SPORTS

Brazil's Sports Minister Admits World Cup Planning Could Have Been Better

The Itaquerao Stadium in Sao Paulo, Brazil, in a November 2013 file photo.

The Itaquerao Stadium in Sao Paulo, Brazil, in a November 2013 file photo.  (AP2013)

With 84 days to go until the kick-off of the 2014 World Cup in Brazil, one would expect the country would be working on the final touchups and dealing with minor issues that arise in the lead-up to games.

Instead, Brazil is rushing to complete hotels, stadiums and other infrastructure projects as the country’s sports minister acknowledged to the Financial Times newspaper that Brazil should have been better prepared for the World Cup and is already moving too slowly getting ready for the 2016 Summer Olympic Games in Rio de Janeiro.

“We would have taken better advantage of the time because the decisions would not be different,” Brazilian Sports Minister Aldo Rebelo said when asked what he would have done differently when the country was awarded the World Cup seven years ago. “Yes, we could have the time better.”

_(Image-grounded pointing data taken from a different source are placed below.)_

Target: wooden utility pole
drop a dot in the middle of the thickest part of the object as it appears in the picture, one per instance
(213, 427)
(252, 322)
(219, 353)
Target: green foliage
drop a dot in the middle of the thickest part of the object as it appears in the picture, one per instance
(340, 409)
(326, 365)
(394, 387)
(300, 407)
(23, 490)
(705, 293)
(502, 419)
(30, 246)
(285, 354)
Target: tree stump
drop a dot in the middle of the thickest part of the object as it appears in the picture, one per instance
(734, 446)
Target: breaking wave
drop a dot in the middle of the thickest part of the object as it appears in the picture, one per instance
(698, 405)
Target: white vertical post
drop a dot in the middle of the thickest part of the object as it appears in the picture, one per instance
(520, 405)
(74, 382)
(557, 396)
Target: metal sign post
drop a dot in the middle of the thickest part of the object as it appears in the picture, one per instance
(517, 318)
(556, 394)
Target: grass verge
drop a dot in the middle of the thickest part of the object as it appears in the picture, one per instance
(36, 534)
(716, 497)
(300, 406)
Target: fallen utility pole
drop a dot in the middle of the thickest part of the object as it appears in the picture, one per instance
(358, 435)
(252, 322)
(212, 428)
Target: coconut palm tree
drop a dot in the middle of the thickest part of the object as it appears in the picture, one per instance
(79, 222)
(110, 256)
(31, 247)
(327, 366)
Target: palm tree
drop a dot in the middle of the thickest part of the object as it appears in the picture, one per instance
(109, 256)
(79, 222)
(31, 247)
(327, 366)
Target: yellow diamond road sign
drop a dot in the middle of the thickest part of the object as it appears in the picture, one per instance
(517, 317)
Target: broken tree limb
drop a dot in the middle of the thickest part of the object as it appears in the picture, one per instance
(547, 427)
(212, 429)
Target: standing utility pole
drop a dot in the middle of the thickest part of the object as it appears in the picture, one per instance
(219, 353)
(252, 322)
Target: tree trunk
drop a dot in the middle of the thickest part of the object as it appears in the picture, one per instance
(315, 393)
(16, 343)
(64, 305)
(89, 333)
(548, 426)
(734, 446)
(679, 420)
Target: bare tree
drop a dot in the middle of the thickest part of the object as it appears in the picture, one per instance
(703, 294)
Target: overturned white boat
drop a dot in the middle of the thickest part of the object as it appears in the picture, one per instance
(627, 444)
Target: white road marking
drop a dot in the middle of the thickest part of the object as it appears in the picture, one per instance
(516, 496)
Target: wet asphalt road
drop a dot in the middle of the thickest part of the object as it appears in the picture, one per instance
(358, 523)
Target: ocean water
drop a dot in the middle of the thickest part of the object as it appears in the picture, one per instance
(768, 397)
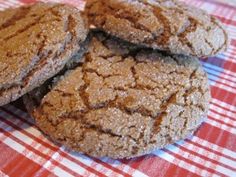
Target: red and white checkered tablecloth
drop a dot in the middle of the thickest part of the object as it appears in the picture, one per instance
(24, 151)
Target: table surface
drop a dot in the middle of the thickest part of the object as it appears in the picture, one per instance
(211, 151)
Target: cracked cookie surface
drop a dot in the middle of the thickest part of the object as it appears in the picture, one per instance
(36, 42)
(160, 24)
(122, 101)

Brazil has been plagued with problems in delays in the construction of everything from hotels to new stadiums, with both FIFA and the International Olympic Committee becoming increasingly exasperated with the preparation efforts for both sporting events.

There was a time when South America's biggest country seemed like the perfect place for soccer's showcase event. It is the game's lone superpower and the home of Pelé, its most famous brand.

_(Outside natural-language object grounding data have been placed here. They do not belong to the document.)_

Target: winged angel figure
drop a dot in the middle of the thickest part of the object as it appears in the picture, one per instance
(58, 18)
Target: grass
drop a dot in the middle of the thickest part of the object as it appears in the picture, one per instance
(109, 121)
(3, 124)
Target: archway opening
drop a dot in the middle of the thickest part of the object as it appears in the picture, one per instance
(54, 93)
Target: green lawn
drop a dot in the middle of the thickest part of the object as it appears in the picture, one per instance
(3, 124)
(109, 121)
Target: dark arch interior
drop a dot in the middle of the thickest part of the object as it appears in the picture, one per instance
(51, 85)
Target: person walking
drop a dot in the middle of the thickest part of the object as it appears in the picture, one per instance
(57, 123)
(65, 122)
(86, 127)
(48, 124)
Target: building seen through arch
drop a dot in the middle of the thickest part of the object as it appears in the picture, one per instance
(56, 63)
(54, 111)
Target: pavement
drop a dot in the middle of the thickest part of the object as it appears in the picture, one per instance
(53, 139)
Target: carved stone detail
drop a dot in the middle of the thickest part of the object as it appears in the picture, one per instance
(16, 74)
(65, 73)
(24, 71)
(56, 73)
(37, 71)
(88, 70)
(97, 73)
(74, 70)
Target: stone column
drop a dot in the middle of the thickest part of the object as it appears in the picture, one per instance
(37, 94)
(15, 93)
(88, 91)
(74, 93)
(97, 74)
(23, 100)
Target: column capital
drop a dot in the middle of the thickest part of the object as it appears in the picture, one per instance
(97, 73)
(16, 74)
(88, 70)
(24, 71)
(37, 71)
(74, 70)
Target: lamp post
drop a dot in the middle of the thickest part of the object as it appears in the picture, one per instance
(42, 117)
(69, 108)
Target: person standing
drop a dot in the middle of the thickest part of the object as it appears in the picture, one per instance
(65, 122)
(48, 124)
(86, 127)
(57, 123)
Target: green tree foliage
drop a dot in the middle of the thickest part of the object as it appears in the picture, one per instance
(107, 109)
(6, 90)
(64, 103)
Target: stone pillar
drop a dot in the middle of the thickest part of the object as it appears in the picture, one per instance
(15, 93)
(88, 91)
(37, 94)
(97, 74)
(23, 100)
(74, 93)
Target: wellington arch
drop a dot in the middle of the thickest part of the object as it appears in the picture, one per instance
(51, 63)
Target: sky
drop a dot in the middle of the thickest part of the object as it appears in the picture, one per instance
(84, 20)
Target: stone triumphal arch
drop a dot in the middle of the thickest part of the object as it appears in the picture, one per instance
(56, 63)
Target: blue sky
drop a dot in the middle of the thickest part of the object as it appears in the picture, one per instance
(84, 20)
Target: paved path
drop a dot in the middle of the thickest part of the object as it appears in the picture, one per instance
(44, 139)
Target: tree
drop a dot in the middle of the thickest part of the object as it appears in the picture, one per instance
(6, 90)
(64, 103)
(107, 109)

Instead, the country is a logistical mess and bracing for potentially violent anti-government protests like the ones that surrounded a World Cup warm-up tournament last year.

After Brazil was awarded the cup in 2007, politicians promised $8 billion would be spent on 56 airports, subway lines and other projects nationwide, in addition to $3.5 billion for construction or renovation of 12 stadiums for the tournament. Nine of the stadiums are finished, but just seven of the infrastructure projects have been completed with the competition just three months away.

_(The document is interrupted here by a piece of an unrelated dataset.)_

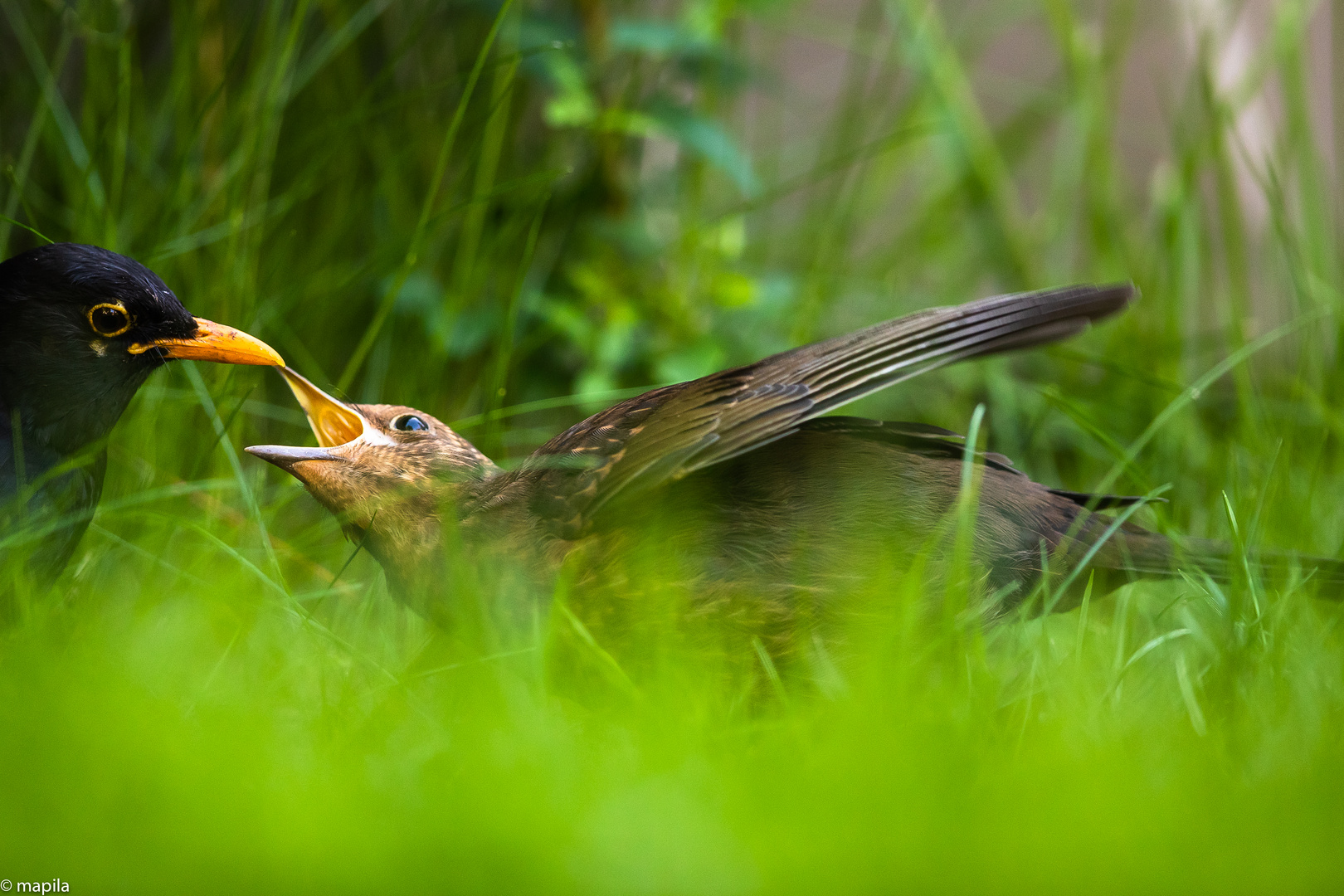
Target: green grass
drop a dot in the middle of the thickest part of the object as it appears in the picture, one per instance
(197, 707)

The World Cup was to have served as a stepping-out party announcing Brazil's arrival on the global stage.

"The world is going to see a modern and innovative nation," former Sports Minister Orlando Silva wrote in a 2011 editorial in the Folha de S.Paulo newspaper, just months before he was forced from office amid accusations he accepted kickbacks. "We're working to organize the best Cup in history ... The country can count on it."

Instead, the construction delays have become an embarrassment for many, stoking public anger over poor public services, the high cost of living and corruption scandals. Many Brazilians now say that even if their beloved soccer team wins the World Cup on July 13, the country will have already lost.

Professor Paulo Resende of Fundacao Dom Cabral, a well-known Latin American business school, said Brazil is far removed from its "euphoria phase" when it was picked as host seven years ago.

"Now we face the last stage, which is to deliver the minimum necessary to have a nice event," Resende said. "The big dream of urban mobility and airport legacy for the future of Brazil is now reduced to the basics — to maintain the country's image."

The Associated Press contributed to this report.